再び宮部みゆき
●『ぼんくら』(宮部みゆき)
それでも、やがてお徳は泣きやんだ。お徳のような人間は、いつも必ず泣きやむのだ。
痺れる、実に痺れる一節。
そう、こんな一節を書いてみたかった。
或いは、書いてみたい、とそんな事を痛切に思わされる一冊でありました。
前回、8年ぶりに宮部みゆきを読んで、「とにかく私にとっての宮部さんは最上級の褒め言葉としての“小説の巧い作家”」と書きましたが、もう一つ宮部さんは私にとって、“「格好いい」の感覚が合致する作家”でありまして……例えば、ある人物が許せないものに対して見せる怒りとか、また或いは譲れない一線で顔を出す矜持とか、時には守るべきものに向けて見せる強さと優しさとか、それは私好みのヒーローフィクションとはまた違う表現で描き出されるのですが、恐らくその根っこは同じで、多分私は、そういう「格好いい」に触れたくてフィクションに親しんでいるのだろうな……と、その「格好いい」の趣味が合う作家であった事を、久方ぶりに思い出しました。

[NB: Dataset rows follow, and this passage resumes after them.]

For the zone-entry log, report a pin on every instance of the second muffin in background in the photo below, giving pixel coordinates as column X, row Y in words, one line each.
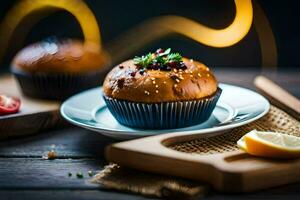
column 161, row 90
column 57, row 69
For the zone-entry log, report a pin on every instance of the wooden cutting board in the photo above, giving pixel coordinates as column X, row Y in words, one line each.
column 34, row 114
column 233, row 171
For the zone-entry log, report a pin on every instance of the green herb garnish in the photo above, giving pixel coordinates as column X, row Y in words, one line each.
column 161, row 59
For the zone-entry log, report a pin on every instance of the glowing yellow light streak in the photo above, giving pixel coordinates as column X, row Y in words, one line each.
column 161, row 26
column 28, row 8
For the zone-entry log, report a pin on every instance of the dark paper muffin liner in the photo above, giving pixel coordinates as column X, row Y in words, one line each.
column 56, row 86
column 165, row 115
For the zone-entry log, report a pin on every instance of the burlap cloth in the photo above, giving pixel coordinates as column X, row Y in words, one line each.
column 129, row 180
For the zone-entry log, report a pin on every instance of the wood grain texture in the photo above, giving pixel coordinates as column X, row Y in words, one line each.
column 278, row 96
column 86, row 149
column 34, row 173
column 67, row 142
column 228, row 172
column 68, row 194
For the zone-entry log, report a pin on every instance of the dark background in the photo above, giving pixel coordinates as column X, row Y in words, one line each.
column 117, row 16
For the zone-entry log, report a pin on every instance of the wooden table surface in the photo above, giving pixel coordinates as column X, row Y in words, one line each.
column 25, row 175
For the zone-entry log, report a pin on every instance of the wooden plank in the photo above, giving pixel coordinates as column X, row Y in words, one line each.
column 284, row 192
column 69, row 194
column 33, row 173
column 68, row 143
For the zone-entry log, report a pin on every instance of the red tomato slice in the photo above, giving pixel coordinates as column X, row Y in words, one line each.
column 9, row 105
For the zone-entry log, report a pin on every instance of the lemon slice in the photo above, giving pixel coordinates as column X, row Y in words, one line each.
column 270, row 144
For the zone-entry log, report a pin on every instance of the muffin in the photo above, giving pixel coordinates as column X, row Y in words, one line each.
column 161, row 90
column 57, row 69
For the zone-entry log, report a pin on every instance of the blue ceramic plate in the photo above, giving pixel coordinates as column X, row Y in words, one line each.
column 236, row 107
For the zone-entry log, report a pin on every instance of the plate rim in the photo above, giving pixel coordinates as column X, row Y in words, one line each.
column 116, row 133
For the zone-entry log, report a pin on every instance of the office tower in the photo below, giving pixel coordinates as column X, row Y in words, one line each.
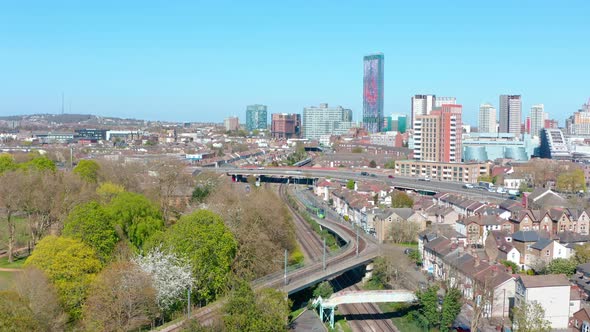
column 579, row 122
column 325, row 120
column 537, row 118
column 510, row 114
column 438, row 135
column 439, row 101
column 487, row 119
column 231, row 123
column 421, row 105
column 373, row 93
column 285, row 125
column 256, row 117
column 399, row 122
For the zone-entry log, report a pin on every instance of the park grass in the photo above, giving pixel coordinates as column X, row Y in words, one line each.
column 6, row 279
column 17, row 264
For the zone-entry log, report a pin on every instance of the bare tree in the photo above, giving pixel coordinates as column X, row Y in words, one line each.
column 9, row 200
column 41, row 297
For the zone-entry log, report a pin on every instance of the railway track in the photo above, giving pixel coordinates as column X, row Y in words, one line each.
column 365, row 316
column 309, row 241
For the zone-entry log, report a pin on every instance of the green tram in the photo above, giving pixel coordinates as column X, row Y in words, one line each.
column 318, row 212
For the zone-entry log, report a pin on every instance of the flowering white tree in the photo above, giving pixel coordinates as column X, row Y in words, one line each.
column 171, row 275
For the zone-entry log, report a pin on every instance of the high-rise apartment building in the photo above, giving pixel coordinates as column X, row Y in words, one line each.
column 256, row 117
column 579, row 122
column 284, row 125
column 438, row 135
column 421, row 105
column 439, row 101
column 231, row 123
column 537, row 118
column 510, row 114
column 487, row 119
column 325, row 120
column 373, row 93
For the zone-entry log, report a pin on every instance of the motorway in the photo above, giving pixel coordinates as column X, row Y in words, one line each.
column 379, row 175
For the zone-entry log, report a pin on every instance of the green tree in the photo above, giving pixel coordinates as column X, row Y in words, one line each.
column 561, row 266
column 87, row 170
column 428, row 302
column 138, row 217
column 108, row 190
column 350, row 184
column 390, row 164
column 209, row 246
column 91, row 224
column 7, row 163
column 401, row 200
column 15, row 315
column 71, row 265
column 582, row 253
column 323, row 289
column 530, row 317
column 248, row 311
column 451, row 308
column 572, row 181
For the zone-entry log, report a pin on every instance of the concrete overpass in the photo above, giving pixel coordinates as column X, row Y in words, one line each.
column 351, row 297
column 404, row 183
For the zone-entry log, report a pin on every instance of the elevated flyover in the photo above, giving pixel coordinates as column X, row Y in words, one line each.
column 351, row 297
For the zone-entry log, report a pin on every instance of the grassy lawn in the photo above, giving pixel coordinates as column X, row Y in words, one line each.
column 17, row 264
column 6, row 279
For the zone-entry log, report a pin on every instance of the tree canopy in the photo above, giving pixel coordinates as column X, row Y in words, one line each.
column 91, row 224
column 137, row 216
column 71, row 265
column 209, row 246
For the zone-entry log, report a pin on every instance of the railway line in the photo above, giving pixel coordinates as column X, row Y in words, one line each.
column 309, row 241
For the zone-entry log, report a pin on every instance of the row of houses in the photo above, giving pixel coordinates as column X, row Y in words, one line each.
column 490, row 285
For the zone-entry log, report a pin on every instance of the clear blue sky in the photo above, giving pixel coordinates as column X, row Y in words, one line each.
column 202, row 61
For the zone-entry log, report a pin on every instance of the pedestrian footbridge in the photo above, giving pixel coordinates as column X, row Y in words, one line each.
column 351, row 297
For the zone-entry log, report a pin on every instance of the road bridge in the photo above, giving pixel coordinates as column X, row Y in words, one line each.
column 351, row 297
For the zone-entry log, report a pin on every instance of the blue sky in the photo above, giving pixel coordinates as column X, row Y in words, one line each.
column 204, row 60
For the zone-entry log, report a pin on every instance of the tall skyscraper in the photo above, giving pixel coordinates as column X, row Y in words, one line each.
column 256, row 117
column 579, row 122
column 231, row 123
column 537, row 117
column 439, row 101
column 487, row 119
column 284, row 125
column 324, row 120
column 373, row 93
column 438, row 135
column 421, row 105
column 510, row 114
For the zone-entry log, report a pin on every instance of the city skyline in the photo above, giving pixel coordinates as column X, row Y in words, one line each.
column 184, row 67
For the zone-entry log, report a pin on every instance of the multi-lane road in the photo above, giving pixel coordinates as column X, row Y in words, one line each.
column 375, row 175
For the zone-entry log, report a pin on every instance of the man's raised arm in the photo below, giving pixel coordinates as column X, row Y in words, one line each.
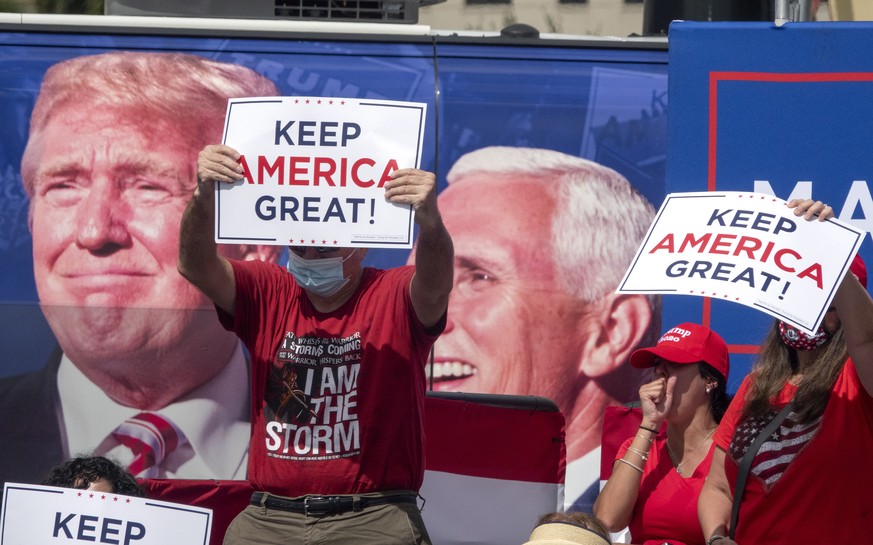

どんなに巧い作家でも、何をもって「格好いい」とするのか、が合わないとピンと来ない場合はしばしばあるのですが(勿論、作者の経年や作品によって出力されるものは違いますが……割と根っこの「格好いい」感って、作家の色が出ると考えています)、宮部さんはそこが凄く合う作家であったなと……例えば新本格系だと、有栖川有栖を割と長い期間、読めているのも、多分ちょっと近い感覚。
怠惰で面倒くさがり、細かいことに目くじら立てず、鷹揚な性格で日々のんびりと市中見回りに勤めていた本所深川方の同心・井筒平四郎が、馴染みの長屋で起きた変事に関わっていく時代長編ミステリで、構成の妙、人物描写の巧さ、気持ちの良いラスト、と著者の技巧が冴え渡り、面白かったです。
しばらく、宮部みゆきブームが再来しそう。